Segundo, o papado está operando como as monarquias absolutas do século XVII, em que o monarca detinha os poderes legislativo, executivo e judiciário. Os governos modernos reconhecem a necessidade de uma separação de poderes. Agências como a Congregação para a Doutrina da Fé não devem fazer as regras e, depois, agir como polícia, procurador, juiz, júri e executor ao lidar com os teólogos. Esse não é o devido processo, no sentido moderno.
O papel do sínodo de bispos também precisa ser fortalecido para prover insumos na política e na supervisão da Cúria. Nenhuma teoria política hoje deixaria tudo nas mãos do Executivo, sem um papel para uma legislatura.

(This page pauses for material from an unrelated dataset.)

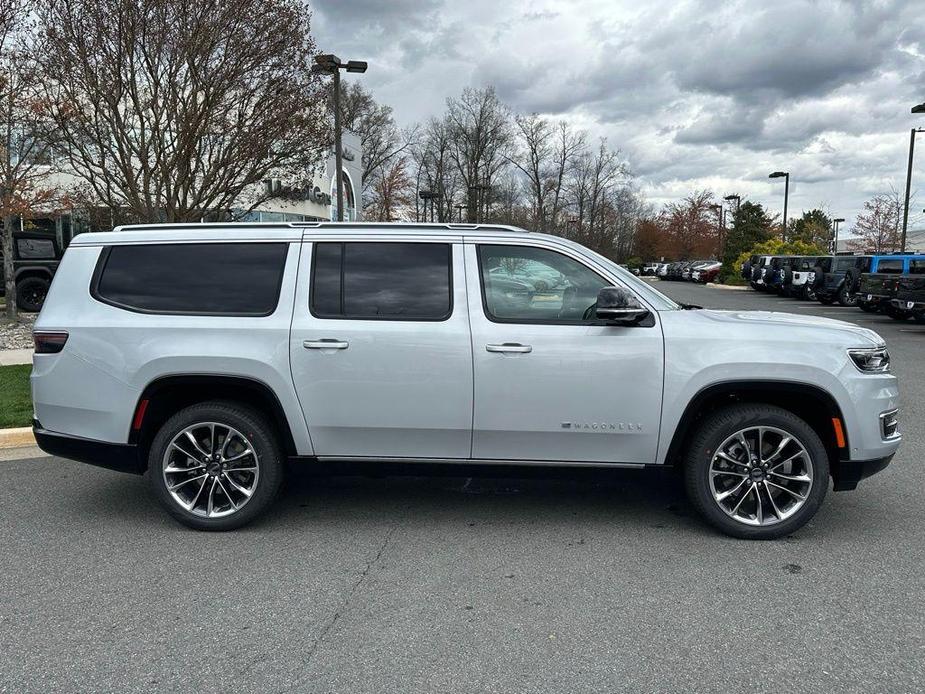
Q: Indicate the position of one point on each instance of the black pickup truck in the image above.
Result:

Alguns argumentam que isso seria importar modelos seculares para o governo da Igreja. Tais comentários ignoram a história do papado, que está repleta de exemplos de papas que aprenderam com os governos e as organizações seculares. A tradição da Igreja não proíbe isso; a tradição da Igreja o exige.
Uma melhor gestão na Cúria é necessária e é certamente possível. A reforma abrangente, no entanto, será um desafio real. Pode ser necessário alguém com a simplicidade de São Francisco e as competências organizacionais de Santo Inácio.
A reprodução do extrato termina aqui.